Когда-то каждый школьник знал, что кадриль в начале семнадцатого века была совершенно неизвестна и вошла в моду, вытеснив вист (или ломбер), только в конце восемнадцатого века.

В других местах сочинитель сонетов дает понять (умышленно?), что он еврей. Возьмем для примера сонет 76. Влюбленный жалуется — в манере Петрарки, — что его любимая полна противоречий, в ней сочетаются несоединимые свойства. Вот заключительное двустишие:

Как шелк тончайший, смешанный с сукном,
Или в одной тарелке мясо с молоком!

Этот влюбленный, позвольте заметить, соблюдает кошер!

Последний сонет уточняет (умышленно!) личность самой леди. Ее имя скрыто под тончайшей маской. В книге 105 сонетов, расположенных по порядку, но последний имеет не 105-й номер, как следовало бы ожидать, а 505-й. Вот его первый катрен:

Три сотни поцелуев для любимой, каждый жгуч,
И двести нежных за любовною игрою.
Добавим пять еще — получим ключ,
Который тайну имени откроет.

Три сотни? Двести? Пять? Эти числа в сумме составляют 505 — непредвиденный номер, приписанный этому заключительному сонету. Наш каббалист Пиш, как можно догадаться, получал удовольствие, играя числами. В нумерологии иврита ש ר ה = ש+ר+ה.ש=300,ר=200 ה=5 — что в графологии иврита означает Сара. Таким образом, этот сонет — настоящее любовное стихотворение, сочиненное Пишем во славу своей жены.

«Любовные и другие сонеты», несомненно, связаны с пишианой. Что случится с пишианой, когда меня не станет, с этими книгами, рукописями, неразборчивыми заметками? Возможно, я оставлю все это Музею Табакмана в Тель-Авиве, музею, который много лет назад просил меня дать на выставку Талмуды из Бил-Холла. Это будет ничтожной компенсацией утраченного евреями, но сама мысль об этом вызывает у меня невольную улыбку.

Я хотел бы иметь поэтический дар.
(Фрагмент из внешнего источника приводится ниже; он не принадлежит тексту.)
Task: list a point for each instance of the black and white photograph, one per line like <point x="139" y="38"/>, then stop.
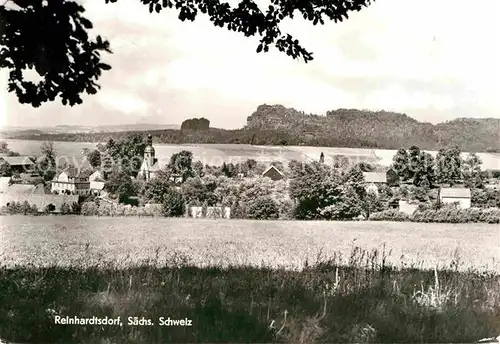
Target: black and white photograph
<point x="249" y="171"/>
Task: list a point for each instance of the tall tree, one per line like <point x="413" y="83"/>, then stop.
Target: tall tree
<point x="120" y="185"/>
<point x="69" y="61"/>
<point x="400" y="164"/>
<point x="126" y="153"/>
<point x="94" y="158"/>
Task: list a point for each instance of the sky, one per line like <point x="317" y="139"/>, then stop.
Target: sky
<point x="435" y="60"/>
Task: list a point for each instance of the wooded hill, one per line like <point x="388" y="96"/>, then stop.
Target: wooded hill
<point x="278" y="125"/>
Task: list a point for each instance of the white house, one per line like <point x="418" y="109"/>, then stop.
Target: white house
<point x="451" y="195"/>
<point x="71" y="181"/>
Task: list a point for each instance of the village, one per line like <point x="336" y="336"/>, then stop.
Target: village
<point x="90" y="191"/>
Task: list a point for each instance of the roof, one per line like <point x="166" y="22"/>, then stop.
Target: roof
<point x="149" y="149"/>
<point x="17" y="160"/>
<point x="375" y="177"/>
<point x="95" y="185"/>
<point x="272" y="167"/>
<point x="455" y="192"/>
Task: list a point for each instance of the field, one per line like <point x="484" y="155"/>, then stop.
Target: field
<point x="215" y="154"/>
<point x="50" y="240"/>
Мод, свод и полет и вперед, порт и аккорд и код, и ждет, брод и плот, вот, зовет и возьмет, лед, род, живет и почет, зажжет, просчет и поет, бредет, падет и плод и год, уход и восход. Легко рифмующееся имя — Мод. Правда, в наше время без рифмы можно обойтись, но позарез нужно поэтическое дарование. К сожалению, я не Пиш, не говоря уж о Байроне.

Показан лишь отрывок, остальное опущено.